Le monastère est fondé l’année suivante, en 910, à l’écart des voies de passage. Les moines veulent vivre en solitude. Mais très vite le rayonnement de l’abbaye attire les voyageurs qui passent sur la route de Mâcon. L’afflux des pèlerins entraîne la création d’un bourg, desservi par la paroisse Saint-Maïeul, puis d’un véritable quartier construit un siècle plus tard en bordure du chemin marchand qui relie le pont sur la Grosne et le bourg. C’est dans ce quartier qu’en 1064 est érigée la paroisse Notre-Dame qui s’étend très vite au-delà de la Grosne, sur la route qui mène à Mâcon.

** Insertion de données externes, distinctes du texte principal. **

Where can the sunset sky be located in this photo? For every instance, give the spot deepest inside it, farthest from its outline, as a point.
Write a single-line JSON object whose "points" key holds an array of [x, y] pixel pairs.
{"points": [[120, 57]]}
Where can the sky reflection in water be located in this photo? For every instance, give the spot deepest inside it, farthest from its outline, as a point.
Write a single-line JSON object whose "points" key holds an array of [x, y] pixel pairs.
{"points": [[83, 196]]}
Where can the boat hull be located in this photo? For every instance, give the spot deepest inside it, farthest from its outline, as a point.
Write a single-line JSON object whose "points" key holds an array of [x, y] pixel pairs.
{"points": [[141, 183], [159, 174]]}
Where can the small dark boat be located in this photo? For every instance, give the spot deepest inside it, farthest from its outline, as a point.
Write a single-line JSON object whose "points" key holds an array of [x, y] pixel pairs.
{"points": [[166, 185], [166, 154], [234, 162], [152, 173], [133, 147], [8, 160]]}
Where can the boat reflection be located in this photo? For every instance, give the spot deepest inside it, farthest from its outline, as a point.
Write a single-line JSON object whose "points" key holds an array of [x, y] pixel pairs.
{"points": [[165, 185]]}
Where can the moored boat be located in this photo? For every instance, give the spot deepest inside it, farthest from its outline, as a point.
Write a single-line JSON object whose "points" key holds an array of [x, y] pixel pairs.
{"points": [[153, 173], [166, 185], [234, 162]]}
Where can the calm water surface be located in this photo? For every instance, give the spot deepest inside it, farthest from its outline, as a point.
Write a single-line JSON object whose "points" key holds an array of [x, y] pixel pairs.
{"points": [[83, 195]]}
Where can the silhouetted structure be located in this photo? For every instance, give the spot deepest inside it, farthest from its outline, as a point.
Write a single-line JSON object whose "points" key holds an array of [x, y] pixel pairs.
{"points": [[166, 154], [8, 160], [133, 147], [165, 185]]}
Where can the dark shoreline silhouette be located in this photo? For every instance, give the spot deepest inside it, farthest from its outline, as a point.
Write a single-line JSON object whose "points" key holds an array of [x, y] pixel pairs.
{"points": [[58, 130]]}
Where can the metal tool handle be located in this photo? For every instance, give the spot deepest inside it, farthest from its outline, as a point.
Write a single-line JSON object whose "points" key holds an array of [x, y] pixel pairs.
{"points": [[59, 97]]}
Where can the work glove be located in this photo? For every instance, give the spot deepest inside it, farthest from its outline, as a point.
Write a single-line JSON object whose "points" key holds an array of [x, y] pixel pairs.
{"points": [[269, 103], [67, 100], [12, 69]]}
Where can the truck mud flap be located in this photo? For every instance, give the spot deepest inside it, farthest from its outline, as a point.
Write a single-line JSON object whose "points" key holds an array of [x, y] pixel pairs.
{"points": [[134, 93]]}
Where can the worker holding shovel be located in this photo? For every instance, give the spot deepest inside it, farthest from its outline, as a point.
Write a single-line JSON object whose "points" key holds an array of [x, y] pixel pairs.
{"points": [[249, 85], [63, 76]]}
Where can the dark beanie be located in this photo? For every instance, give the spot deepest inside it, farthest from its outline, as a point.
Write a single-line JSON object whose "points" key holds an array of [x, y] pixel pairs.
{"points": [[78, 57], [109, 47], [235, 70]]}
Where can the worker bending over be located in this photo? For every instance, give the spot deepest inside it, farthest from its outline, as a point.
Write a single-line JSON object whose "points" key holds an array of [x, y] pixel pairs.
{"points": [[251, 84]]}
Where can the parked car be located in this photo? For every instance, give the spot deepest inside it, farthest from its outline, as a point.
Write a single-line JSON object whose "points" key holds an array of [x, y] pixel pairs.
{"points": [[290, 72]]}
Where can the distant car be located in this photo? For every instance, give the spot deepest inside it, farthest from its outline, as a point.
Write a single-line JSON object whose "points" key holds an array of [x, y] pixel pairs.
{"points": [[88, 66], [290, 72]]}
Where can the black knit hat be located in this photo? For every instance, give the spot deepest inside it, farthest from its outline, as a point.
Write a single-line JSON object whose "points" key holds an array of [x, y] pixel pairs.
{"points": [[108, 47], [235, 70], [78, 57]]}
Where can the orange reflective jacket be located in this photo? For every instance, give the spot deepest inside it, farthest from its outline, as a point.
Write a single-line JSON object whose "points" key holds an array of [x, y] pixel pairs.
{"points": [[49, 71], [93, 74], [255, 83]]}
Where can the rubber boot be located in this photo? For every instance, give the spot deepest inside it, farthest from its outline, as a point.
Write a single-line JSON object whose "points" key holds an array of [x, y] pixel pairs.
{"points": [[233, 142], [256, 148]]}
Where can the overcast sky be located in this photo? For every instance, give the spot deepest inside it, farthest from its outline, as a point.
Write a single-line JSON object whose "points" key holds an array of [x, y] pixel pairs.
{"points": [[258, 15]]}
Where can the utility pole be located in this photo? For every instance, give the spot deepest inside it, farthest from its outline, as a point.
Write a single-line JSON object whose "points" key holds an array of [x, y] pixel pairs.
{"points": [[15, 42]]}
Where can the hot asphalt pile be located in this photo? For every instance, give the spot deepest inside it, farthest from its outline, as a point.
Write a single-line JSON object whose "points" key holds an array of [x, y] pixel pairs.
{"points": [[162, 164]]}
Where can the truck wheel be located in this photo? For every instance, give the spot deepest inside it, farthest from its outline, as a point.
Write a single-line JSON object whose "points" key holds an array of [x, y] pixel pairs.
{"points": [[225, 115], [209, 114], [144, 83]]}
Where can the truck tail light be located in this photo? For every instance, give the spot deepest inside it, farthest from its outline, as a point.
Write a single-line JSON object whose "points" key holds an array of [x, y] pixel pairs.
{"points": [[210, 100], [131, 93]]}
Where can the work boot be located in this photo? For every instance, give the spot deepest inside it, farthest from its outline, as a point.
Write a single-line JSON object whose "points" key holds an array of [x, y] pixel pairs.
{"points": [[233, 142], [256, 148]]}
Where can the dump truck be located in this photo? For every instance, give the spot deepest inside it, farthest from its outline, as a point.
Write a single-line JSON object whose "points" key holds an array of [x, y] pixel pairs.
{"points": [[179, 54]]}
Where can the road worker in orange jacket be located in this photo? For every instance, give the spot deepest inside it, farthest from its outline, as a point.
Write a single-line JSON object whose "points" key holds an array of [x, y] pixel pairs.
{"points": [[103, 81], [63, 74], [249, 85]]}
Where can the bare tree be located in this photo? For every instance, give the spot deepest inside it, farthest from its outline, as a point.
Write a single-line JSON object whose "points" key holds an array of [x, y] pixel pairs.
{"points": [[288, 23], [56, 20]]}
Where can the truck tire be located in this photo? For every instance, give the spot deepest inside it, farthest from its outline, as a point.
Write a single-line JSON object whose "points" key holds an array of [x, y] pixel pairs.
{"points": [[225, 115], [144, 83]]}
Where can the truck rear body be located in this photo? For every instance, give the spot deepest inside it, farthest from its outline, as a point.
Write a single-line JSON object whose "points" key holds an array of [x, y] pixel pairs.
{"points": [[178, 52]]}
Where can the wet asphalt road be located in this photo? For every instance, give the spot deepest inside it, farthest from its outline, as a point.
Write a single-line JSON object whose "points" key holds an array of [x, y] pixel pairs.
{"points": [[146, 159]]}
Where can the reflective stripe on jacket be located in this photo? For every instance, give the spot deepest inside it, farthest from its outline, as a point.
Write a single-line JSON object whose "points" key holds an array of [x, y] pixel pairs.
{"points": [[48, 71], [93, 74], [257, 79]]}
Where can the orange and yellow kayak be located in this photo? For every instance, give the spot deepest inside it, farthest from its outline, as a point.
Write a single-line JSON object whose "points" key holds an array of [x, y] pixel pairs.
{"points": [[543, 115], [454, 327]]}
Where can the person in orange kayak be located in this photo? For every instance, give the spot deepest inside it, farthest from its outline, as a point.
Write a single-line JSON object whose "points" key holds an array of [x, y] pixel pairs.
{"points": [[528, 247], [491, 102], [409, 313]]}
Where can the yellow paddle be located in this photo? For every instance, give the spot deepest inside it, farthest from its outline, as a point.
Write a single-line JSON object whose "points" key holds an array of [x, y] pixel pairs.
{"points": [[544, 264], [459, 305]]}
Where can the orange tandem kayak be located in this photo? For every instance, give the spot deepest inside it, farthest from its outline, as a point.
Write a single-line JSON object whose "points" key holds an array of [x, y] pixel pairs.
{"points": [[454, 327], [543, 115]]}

On construit alors l’oratoire Saint-Marcel, à la fin du XIe siècle, qui devient paroisse à son tour en 1159 et qui profite, au XIIIe siècle du détournement du cours de la Grosne pour être intégré à l’agglomération principale.

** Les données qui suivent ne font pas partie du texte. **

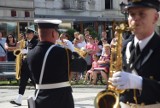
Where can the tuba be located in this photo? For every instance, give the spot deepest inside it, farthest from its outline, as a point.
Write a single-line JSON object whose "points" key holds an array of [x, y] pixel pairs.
{"points": [[19, 57], [109, 98]]}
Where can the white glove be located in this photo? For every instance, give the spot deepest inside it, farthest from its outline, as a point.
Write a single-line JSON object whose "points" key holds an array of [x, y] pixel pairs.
{"points": [[124, 80], [24, 51]]}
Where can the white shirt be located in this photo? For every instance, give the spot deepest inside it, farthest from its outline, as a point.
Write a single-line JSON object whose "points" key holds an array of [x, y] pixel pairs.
{"points": [[143, 43]]}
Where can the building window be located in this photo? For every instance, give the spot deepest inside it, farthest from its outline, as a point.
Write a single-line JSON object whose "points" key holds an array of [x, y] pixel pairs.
{"points": [[13, 13], [108, 4], [27, 14]]}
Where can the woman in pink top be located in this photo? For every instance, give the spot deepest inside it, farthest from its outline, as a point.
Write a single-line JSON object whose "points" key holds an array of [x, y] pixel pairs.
{"points": [[91, 48], [90, 72], [103, 63]]}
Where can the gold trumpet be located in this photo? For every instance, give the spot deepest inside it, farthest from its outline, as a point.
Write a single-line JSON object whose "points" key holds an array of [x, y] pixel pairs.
{"points": [[19, 58], [81, 52], [109, 98]]}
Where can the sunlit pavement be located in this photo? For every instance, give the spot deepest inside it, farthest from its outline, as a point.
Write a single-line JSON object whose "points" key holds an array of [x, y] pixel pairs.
{"points": [[83, 96]]}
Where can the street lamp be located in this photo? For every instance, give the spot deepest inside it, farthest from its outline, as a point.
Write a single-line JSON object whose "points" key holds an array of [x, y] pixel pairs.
{"points": [[123, 9]]}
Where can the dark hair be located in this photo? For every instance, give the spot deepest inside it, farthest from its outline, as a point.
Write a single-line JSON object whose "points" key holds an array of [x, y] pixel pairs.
{"points": [[7, 40]]}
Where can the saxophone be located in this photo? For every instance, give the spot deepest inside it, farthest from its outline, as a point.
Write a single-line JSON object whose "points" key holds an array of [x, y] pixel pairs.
{"points": [[109, 98], [19, 57]]}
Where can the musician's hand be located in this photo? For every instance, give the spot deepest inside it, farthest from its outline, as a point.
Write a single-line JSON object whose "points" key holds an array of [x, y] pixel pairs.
{"points": [[24, 51], [124, 80]]}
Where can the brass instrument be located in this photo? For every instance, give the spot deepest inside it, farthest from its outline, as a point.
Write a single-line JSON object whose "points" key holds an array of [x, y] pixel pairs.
{"points": [[19, 57], [109, 98], [81, 52]]}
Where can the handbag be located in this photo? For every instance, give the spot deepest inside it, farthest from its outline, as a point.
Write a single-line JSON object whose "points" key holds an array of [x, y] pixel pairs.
{"points": [[31, 99]]}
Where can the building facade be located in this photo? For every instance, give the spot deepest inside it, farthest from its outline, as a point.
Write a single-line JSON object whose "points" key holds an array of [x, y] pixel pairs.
{"points": [[15, 15], [78, 14]]}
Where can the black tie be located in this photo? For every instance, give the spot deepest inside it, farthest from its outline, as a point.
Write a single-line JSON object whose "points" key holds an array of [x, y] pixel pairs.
{"points": [[137, 50]]}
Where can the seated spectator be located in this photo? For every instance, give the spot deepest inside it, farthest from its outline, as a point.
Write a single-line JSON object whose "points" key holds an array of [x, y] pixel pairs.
{"points": [[89, 73], [2, 49], [103, 64]]}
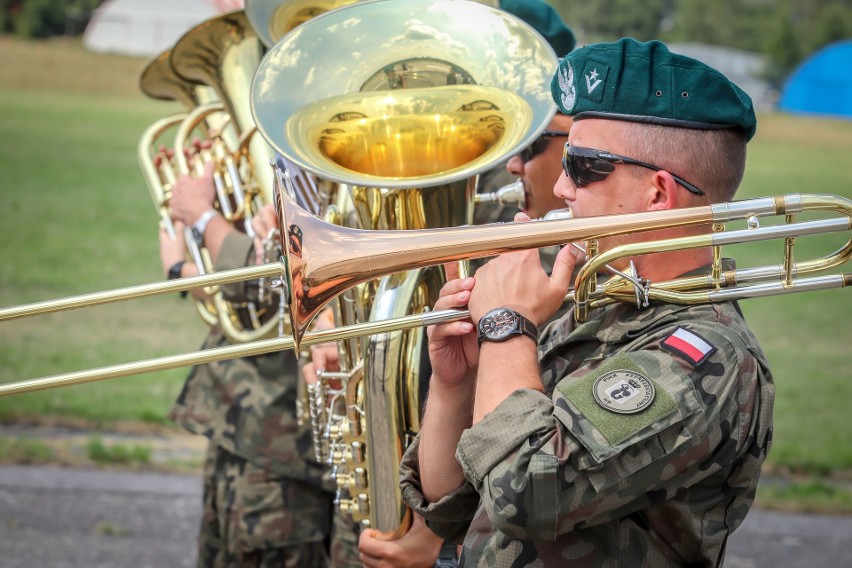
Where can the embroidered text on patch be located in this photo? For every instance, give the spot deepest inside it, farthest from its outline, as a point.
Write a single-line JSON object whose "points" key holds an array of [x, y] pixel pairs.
{"points": [[688, 345], [624, 391]]}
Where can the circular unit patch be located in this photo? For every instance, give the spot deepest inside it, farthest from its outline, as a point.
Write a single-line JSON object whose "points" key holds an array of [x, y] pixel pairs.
{"points": [[624, 392]]}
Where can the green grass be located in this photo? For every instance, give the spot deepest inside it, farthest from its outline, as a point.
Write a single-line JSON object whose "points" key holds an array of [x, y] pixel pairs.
{"points": [[76, 217], [122, 454], [805, 336]]}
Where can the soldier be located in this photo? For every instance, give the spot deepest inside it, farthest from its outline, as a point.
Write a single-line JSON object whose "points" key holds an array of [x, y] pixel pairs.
{"points": [[266, 503], [635, 438]]}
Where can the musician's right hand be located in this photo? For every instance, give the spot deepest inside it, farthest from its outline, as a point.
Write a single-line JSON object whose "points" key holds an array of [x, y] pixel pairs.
{"points": [[172, 251], [324, 357], [193, 195], [453, 347]]}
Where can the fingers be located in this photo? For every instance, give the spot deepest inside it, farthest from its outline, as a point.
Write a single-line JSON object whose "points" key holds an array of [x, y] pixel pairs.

Les historiens observent qu’en un siècle le bourg a doublé sa superficie et triplé le nombre de ses paroisses, à l’instar de Saint-Jacques de Compostelle en Espagne, ou de Toulouse, autour de l’Église Saint-Sernin.

L’esprit clunisien et la renaissance bénédictine

Cluny va exercer une influence capitale sur la réforme dans l’Église d’Occident tout entière. Le rayonnement et le prestige considérable de ses grands abbés font régresser la corruption de la société chrétienne, la simonie (1) des évêques et la débauche des clercs. Les prélats réformateurs, clunisiens, sont l’exemple suivi de la vertu animée par la crainte de Dieu.

 En faisant donation de Cluny, le Duc d’Aquitaine a voulu que soit fondé un monastère indépendant, soustrait à toutes les autorités, religieuses ou laïques. Cluny ne doit relever que de Rome. L’exemption, de droit pontifical, est prononcée solennellement par le pape Jean XI en 932, affranchissant l’Église de Cluny de la domination non seulement des rois, mais encore des évêques, des comtes et même... de tout parent du Duc Guillaume qui en a fait donation. Cette liberté ajoute au prestige exceptionnel un crédit inestimable à l’abbaye de Cluny. Elle peut entreprendre une véritable réforme monastique et compter sur la qualité de ses grands abbés, la stabilité de son gouvernement —six abbés en deux siècles !—, pour être moteur, après avoir été phare, d’une authentique renaissance religieuse.

L’abbé fondateur, Bernon, qui a reçu la donation de Guillaume d’Aquitaine, désigne Odon pour lui succéder (927). Odon est un musicien réputé talentueux. Il recherche la perfection du chant, la beauté des cérémonies liturgiques. L’abbé ne reste pas sédentaire. Il visite d’autres abbayes, et réforme partout là où ses frères bénédictins l’appellent, dans le Jura, à Charlieu, à Limoges, à Saint-Martin de Tulle, à Sens, ainsi qu’à Fleury-sur-Loire qui a pris depuis le nom de Saint-Benoît sur Loire et où reposent les reliques du saint, fondateur de l’Ordre au VIe siècle. Son successeur, Aymard, abbé de 942 à 963, consolide l’organisation. Mayeul, qui lui succède en 948, joue un grand rôle en Europe. À la faveur de l’Empereur Othon, dont il est le confident, Mayeul développe l’influence de Cluny dans le Saint-Empire romain germanique. Il crée le monastère de Valensole, en Provence, il restructure celui de Saint-Maur-des-Fossés dont les moines avaient refusé la réforme. Mayeul meurt en 994. Lui succèdent deux abbés, Odilon (994-1049), puis Hugues (1049-1109). La durée totale de leurs deux gouvernements s’étale donc sur plus d’un siècle !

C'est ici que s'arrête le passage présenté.